En 1994, Nintendo participe aux fondations de la Digital Software Association et de l'Entertainment Software Rating Board. En réponse à la controverse médiatique, il affirme lutter contre la prolifération des jeux violents. Cette initiative forte l'aide à reprendre la tête de la compétition. L'année suivante, il célèbre le milliard de cartouches vendues.
En 1995, Gunpei Yokoi tente de concrétiser un rêve : la réalité virtuelle. Il lance le Virtual Boy et sa technologie 3D stéréoscopique. Ses jeux médiocres, ses graphismes rouges et des maux de tête à répétition conduisent la machine à l'échec critique. Seules 700 000 unités sont écoulées. Dépité, le créateur démissionne. Le 4 octobre 1997, il disparait dans un tragique accident de la route.


1996 à 2014 : Entre succès et échecs
La seconde moitié des années 90 s'annonce difficile. La guerre menée contre SEGA semble enfin gagnée, mais un nouveau concurrent de taille apparait : Sony et sa Playstation.
En 1996, le phénomène Pokémon redynamise les ventes du Game Boy.
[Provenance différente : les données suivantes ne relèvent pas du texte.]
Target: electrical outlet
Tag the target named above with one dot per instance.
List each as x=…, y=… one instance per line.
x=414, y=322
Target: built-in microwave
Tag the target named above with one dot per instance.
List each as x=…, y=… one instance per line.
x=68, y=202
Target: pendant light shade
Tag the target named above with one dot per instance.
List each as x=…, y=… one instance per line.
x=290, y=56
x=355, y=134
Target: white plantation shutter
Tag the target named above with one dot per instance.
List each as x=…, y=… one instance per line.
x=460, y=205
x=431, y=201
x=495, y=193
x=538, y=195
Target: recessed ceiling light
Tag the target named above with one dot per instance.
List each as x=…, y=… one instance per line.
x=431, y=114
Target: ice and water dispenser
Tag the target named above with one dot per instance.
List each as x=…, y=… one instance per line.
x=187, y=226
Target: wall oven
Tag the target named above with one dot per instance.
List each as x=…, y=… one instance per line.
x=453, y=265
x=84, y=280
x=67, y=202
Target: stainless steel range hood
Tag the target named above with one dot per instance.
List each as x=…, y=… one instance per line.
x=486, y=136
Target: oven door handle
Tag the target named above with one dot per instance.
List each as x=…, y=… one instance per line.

Le 23 juin, la multinationale commercialise la Nintendo 64. En dépit d'un catalogue de jeux légendaire, son bilan reste mitigé. Elle accuse le choix d'un support cartouche et la faible présence d'éditeurs tiers.
En mai 1999, la Playstation 2 de Sony enfonce le clou. La N64 semble définitivement perdue.
Nintendo peine à réagir. Malgré son annonce à l'E3 1999, le « Project Dolphin » accumule les retards. En 2001, la société change de statut et déplace son siège dans le quartier Minami-Ku. Le 14 septembre, la Gamecube fait enfin son entrée. Malheureusement, son avance technologique et son importante ludothèque ne convainquent pas.
En mai 2002, Hiroshi démissionne et confie la présidence à Satoru Iwata. La même année, Minoru Arakawa laisse son poste à Tatsumi Kimishima. Après 113 ans de règne, la dynastie des Yamauchi abandonne définitivement la gouvernance de la corporation.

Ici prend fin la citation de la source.